Courtney Joyner’s “Lurking Fear” is classic Full Moon Entertainment from the nineties. It has a modicum of a budget, some great production value and a solid horror story. Thought it’s a loose adaptation of the HP Lovecraft tale, it does take the elements and combine them to form a classic folklore horror tale about greed and criminals getting their comeuppance. John Martenses is an ex convict who has just been released from prison and is seeking a new start. As well as the fortune apparently left behind by his family.
After meeting with an old friend who has the map to the fortune, a local criminal and his two cronies seek out the map and do everything in their power to get to the fortune before John. Assembling at a haunted church, a group accidentally assembles for various motives. John is taken hostage and forced to help find the fortune, he’s joined by a young woman anxious for revenge against the nocturnal monsters underneath the church after they killed her sister. There’s also her friend, a local town doctor who wants to study the monsters, and a pregnant young girl who has an odd instinct to when the monsters are near.

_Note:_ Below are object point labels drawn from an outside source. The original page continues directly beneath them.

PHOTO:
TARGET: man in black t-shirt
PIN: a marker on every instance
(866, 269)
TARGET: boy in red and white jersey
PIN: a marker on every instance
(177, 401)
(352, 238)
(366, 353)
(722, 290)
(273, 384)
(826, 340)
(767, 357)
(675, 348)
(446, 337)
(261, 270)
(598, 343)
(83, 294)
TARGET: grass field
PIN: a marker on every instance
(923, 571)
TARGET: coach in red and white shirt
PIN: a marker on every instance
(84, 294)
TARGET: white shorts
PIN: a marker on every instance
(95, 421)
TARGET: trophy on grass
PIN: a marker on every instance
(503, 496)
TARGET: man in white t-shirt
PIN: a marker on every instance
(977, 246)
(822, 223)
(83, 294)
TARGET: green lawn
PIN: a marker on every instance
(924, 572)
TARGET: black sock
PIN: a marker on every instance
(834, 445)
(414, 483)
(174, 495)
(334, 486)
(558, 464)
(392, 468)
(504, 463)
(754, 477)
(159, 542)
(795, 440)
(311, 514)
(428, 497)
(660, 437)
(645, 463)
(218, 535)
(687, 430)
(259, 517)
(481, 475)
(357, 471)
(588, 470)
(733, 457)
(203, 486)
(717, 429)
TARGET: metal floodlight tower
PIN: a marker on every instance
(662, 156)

Finally, there’s a drunken priest convinced they’ve all met their doom. The personalities all mix and eventually begin wreaking havoc on one another, all the while the ghoulish beasts are hiding underneath the church waiting to pick off the victims one by one. The monsters themselves are very well designed, garnering bulging blank eyes, and large gaping teeth that make them look very similar to cenobites. What they are is left up for debate and kept in a healthy shade of ambiguity I appreciated.
I like to think they’re the product of centuries of inbreeding, thus allowing our hero John to live with the notion of being a product of incest, and potentially breeding his own monsters. That said “Lurking Fear” has a great cast of horror regulars including Jeffrey Combs and Ashley Laurence, as well as some top notch direction by Joyner whose film garners almost the same tone as Carpenter’s “Prince of Darkness,” quite often. It’s a simplistic and creepy little Gothic horror thriller, and one I’m glad it getting some fine treatment after over twenty years. It’s indicative of a time where Full Moon were ambitious and despite some misfires, at least tried to deliver quality horror content.
Available for the first time on Blu-ray June 15th, with exclusive special features; It’ll also be available from Full Moon Direct and Amazon.com.